La création d’entreprise n’est pas toujours synonyme de succès : on dénombre chaque année près de 63 000 faillites d’entreprises. Confronté à la fin brutale et inattendue de son entreprise, Stéphane Degonde s’est interrogé sur sa propre responsabilité de dirigeant. Le résultat est sans appel : la fragilité de l’entreprise avait été cultivée sans même en prendre conscience. Une conclusion s’est imposée à lui : l’entrepreneur, par ses excès, ses erreurs, ses croyances et ses émotions, constitue la première source de risque de son entreprise.

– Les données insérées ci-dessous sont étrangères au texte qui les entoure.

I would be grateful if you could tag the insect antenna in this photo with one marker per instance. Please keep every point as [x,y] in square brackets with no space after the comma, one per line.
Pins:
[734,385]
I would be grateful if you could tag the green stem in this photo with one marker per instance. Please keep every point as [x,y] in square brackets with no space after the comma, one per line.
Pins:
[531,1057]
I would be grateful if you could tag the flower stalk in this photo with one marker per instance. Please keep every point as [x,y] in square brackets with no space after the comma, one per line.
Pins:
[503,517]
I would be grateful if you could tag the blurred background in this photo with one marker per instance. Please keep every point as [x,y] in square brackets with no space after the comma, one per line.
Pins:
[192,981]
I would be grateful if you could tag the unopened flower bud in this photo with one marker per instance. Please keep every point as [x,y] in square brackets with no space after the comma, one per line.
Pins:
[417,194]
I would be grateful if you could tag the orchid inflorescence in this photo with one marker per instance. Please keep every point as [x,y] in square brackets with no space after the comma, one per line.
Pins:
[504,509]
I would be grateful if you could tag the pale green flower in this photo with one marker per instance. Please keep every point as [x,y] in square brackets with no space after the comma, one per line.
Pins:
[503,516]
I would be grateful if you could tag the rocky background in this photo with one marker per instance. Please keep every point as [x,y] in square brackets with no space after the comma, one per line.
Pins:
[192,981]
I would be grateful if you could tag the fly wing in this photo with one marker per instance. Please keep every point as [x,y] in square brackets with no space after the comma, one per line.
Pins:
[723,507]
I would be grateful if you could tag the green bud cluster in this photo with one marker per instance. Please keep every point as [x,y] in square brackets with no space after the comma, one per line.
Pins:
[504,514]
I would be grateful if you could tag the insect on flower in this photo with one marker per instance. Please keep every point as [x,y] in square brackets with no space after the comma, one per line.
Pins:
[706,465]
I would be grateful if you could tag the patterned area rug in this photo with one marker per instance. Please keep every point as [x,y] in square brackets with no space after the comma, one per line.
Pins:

En rencontrant 51 entrepreneurs aux parcours singuliers, et en tirant profit de sa propre expérience, Stéphane Degonde a imaginé le guide du créateur d’entreprise qu’il aurait aimé avoir : riche en analyses, concret, détaillé et pratique. Il y expose les cent risques que tout entrepreneur doit connaître pour mieux les éviter, les surmonter, voire parfois les accepter, afin de rendre son entreprise pérenne. Chaque risque est évalué, statistiques et témoignages à l’appui, et des solutions pleines de bon sens sont proposées.

Un livre qui poursuit un seul objectif : la réussite des entrepreneurs.